This month’s coffee from Congo shares an inspiring story.  In a country where civil war, poverty and great adversity have been pressing, strong spirits and resolve persevere.  A shared vision of community and family speaks one language in Eastern Congo: coffee.

Congo's Coffee

Photo Cred: SOPACDI

Prior to the emergence of a structured availability to produce and distribute coffee, coffee as a resource took it’s toll on the community.  Before direct market access, made possible by SOPACDI (a coffee cooperative working with farmers to improve conditions), many husbands and fathers drowned smuggling coffee across Lake Kivu to barter for food and everyday essentials.

Sopacdi has also developed female empowerment programs.  Adding an extra two cents per pound to the sale of their coffee, the added costs contribute to women’s committees and female led small business ventures.  Of said ventures is a cassava mill which produces cassava flour, a food staple amongst the local community.

Pushing through years of difficulty and conflict, the community here in The Eastern Democratic Republic of Congo has put peace and production into practice, yielding only the finest of each, from coffee to reconciliation.  Their pursuits have recently been recognized winning the SCAA 2014 Sustainability Award for their project with Twin in recognition of their achievements in leading a speciality smallholder coffee revival.


Photo Cred: SOPACDI

Photo Cred: SOPACDI

This is the start of many more progressive developments in the region. Meeting the fair trade premium, inspiring investments for the future of the community include: coffee nurseries, central washing stations with raised drying platforms, offices, a warehouse, and now a new lab with trained cupping professionals.  The community is forging partnerships and sustaining support as they proceed to develop a positive future.
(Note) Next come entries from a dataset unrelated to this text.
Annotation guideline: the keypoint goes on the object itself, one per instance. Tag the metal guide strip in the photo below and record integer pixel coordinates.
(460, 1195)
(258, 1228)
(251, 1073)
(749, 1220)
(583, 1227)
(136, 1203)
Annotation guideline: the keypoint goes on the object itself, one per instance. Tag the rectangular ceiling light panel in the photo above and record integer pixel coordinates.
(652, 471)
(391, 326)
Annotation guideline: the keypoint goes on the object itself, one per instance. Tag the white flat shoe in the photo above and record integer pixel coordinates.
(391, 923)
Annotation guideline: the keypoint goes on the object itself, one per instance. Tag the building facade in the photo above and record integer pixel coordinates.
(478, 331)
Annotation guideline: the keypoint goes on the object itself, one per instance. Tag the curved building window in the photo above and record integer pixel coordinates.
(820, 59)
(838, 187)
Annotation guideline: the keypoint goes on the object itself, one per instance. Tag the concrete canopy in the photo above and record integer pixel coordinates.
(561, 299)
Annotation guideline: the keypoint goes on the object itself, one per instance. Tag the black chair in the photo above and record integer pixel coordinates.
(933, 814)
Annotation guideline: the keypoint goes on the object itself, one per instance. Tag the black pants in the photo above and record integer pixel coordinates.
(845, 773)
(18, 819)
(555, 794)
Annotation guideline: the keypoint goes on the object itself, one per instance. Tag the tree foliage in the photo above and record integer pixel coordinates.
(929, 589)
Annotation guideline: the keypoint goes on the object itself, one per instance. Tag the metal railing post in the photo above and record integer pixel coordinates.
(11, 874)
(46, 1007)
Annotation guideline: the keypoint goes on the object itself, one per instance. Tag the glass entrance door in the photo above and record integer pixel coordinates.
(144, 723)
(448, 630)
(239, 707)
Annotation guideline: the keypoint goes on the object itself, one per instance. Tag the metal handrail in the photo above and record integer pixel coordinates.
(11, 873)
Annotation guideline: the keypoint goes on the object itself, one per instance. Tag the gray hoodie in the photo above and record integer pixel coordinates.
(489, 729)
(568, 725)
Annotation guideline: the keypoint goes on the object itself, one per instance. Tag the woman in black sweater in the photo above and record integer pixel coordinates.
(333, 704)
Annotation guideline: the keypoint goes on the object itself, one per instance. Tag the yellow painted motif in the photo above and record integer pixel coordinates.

  • Founded in 2003, first exports in 2008. Currently 5,600 farmers, including 1,450 women.
  • The first to achieve Fairtrade and Organic Certification in Eastern Congo; the first fine specialty grade coffee from DR Congo; the first to build a modern coffee washing station in 40 years.
  • Specialty Coffee and fully-traceable Specialty Lots.
  • Average family farm size 0-2 hectares.
  • Altitude 1460m to over 2000m.
  • Main harvest from March to June; fly crop from September to October.
When brewing our coffee from Congo, try using a pour-over method. Using this brewing method will  help you experience the flavor notes of tropical fruit and vanilla with a chocolate finish. For those who like more full-bodied coffee, try it as a French Press!